G. PERSONAL AUTONOMY AND INDIVIDUAL RIGHTS: 10 / 16

G1.      Do individuals enjoy freedom of movement, including the ability to change their place of residence, employment, or education? 3 / 4

Freedoms of movement is generally respected, though the presence of armed or criminal groups can discourage travel in some areas.

G2.      Are individuals able to exercise the right to own property and establish private businesses without undue interference from state or nonstate actors? 3 / 4

Although there are few formal restrictions on private business activity and property rights, land disputes, often linked to historic misappropriation of public land, remain a problem. Additionally, the EPP has threatened, kidnapped, and extorted ranchers in its areas of operations. Evictions of indigenous populations from their ancestral lands are commonplace. Separately, in 2018, Amnesty International warned of judicial persecution and threats of renewed violent eviction against campesino communities, notably at Guahory in eastern Paraguay.

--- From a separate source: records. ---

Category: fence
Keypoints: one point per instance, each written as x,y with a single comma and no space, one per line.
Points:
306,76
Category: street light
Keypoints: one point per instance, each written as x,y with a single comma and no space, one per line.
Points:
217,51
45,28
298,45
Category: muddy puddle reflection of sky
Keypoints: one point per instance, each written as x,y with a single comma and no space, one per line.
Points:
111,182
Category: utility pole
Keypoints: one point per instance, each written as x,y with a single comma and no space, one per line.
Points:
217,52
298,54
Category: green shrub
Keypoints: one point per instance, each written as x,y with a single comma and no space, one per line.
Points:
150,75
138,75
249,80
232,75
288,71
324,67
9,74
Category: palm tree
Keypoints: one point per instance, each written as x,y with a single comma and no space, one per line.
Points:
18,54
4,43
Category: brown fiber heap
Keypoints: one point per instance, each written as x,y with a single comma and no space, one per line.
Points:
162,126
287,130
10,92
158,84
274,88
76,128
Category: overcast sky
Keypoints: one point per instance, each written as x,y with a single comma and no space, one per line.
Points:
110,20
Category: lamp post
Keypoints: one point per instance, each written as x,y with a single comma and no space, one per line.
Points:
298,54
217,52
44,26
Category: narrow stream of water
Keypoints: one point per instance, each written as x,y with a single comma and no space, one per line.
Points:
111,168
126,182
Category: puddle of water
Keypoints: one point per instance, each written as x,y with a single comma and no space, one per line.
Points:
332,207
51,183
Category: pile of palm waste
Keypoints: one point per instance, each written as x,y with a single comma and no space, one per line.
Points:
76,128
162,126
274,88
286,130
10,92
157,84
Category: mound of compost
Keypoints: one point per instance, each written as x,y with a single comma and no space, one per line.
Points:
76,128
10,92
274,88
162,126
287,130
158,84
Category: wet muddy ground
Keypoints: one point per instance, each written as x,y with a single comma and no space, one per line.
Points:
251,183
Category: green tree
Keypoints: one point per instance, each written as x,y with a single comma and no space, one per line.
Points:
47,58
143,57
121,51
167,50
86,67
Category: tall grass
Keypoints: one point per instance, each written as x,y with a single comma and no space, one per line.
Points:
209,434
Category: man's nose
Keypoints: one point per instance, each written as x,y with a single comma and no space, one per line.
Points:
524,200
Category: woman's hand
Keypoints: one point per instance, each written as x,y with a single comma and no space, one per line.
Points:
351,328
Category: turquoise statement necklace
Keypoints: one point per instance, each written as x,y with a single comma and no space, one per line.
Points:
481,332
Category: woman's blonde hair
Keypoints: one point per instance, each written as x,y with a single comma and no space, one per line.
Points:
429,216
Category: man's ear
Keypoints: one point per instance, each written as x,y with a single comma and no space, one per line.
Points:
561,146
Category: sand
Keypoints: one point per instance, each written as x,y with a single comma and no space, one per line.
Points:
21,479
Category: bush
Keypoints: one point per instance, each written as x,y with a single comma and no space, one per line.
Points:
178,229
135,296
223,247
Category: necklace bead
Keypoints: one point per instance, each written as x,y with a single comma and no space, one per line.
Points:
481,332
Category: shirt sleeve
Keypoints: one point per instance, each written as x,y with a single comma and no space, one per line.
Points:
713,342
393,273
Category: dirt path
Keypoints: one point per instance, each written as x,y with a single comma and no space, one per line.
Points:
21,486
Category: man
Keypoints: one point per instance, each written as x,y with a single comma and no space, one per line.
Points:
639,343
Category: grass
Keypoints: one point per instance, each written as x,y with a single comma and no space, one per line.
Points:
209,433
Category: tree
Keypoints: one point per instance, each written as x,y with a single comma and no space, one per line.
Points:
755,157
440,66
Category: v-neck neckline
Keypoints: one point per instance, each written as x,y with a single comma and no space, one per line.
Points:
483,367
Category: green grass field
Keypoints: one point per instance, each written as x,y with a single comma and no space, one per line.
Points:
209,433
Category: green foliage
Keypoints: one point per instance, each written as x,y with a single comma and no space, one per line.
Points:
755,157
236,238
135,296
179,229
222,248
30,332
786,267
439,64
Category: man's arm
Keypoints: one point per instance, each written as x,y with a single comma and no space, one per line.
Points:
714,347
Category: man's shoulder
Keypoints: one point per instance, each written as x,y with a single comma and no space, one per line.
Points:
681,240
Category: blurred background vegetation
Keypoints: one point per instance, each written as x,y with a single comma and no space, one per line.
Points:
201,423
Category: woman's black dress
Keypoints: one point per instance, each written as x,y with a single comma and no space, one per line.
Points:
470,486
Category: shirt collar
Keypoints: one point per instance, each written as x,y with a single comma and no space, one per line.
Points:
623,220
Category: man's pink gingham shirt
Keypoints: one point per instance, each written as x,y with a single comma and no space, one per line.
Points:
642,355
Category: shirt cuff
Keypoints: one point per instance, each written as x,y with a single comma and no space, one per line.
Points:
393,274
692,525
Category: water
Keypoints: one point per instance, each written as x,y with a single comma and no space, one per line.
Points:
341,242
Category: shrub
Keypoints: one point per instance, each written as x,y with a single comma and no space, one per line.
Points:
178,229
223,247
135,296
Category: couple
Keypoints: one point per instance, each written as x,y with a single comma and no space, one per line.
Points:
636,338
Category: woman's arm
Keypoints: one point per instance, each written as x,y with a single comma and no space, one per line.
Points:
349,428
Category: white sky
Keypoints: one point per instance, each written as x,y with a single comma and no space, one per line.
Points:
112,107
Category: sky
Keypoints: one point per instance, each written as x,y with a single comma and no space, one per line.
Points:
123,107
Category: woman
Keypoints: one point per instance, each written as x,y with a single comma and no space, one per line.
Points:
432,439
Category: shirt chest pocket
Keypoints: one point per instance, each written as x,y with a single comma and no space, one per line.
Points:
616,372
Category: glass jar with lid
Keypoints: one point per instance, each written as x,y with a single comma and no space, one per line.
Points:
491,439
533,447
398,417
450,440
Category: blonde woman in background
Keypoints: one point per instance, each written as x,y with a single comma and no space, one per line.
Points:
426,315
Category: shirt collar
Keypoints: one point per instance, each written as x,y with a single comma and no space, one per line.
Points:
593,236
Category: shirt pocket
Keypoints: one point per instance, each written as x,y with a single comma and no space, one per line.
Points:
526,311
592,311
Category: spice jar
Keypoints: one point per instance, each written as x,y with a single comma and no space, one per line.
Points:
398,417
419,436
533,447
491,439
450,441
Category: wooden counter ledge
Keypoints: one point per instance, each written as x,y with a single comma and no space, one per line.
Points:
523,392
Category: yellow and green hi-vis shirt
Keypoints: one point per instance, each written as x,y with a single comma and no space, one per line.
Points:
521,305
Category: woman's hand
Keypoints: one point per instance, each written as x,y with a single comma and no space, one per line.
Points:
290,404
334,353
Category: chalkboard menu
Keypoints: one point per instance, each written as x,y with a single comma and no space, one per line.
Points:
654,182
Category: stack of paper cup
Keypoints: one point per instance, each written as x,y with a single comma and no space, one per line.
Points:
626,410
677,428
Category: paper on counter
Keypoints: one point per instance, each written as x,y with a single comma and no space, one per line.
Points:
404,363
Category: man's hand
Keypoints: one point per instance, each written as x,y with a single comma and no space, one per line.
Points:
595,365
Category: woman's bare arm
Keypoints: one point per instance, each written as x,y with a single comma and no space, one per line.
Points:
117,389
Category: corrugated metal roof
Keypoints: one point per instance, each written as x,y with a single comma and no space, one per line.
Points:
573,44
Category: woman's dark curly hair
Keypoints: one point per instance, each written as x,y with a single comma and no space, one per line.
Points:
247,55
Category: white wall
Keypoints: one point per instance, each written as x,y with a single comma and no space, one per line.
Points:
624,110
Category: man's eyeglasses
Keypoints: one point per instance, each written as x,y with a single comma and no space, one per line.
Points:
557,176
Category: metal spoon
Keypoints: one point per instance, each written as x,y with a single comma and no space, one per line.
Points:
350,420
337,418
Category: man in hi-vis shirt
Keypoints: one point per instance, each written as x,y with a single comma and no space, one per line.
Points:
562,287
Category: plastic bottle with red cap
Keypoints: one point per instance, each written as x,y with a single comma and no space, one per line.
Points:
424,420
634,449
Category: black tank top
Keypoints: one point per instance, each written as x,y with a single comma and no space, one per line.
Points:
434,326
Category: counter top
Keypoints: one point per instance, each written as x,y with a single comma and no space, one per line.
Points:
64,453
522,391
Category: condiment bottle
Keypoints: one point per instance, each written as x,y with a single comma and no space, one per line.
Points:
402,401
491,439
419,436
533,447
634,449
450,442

G3.      Do individuals enjoy personal social freedoms, including choice of marriage partner and size of family, protection from domestic violence, and control over appearance? 2 / 4

Women and children continue to suffer from high levels of domestic and sexual abuse. Abortion remains illegal, as do same-sex marriage and civil unions.

G4.      Do individuals enjoy equality of opportunity and freedom from economic exploitation? 2 / 4

Government statistics for 2017 suggested that 4.4 percent of the population lives in extreme poverty, and 26.4 percent lives in poverty, although both figures have fallen slightly in recent years. Indigenous populations are particularly affected by poverty. Income inequality is a serious problem and social mobility is extremely limited. A 2016 Oxfam report said 70 percent of agricultural land is owned by just 1 percent of farms. In 2018, media reports called attention to forced labor in the cattle farming industry in the Chaco, and the UN Special Rapporteur on contemporary forms of slavery also highlighted the serious issue of forced labor in the region.

The ongoing illegal practice of criadazgo—or temporary adoption in which children, generally from poor families, work without pay for families of higher income—severely limits the freedom of roughly 47,000 children across the country.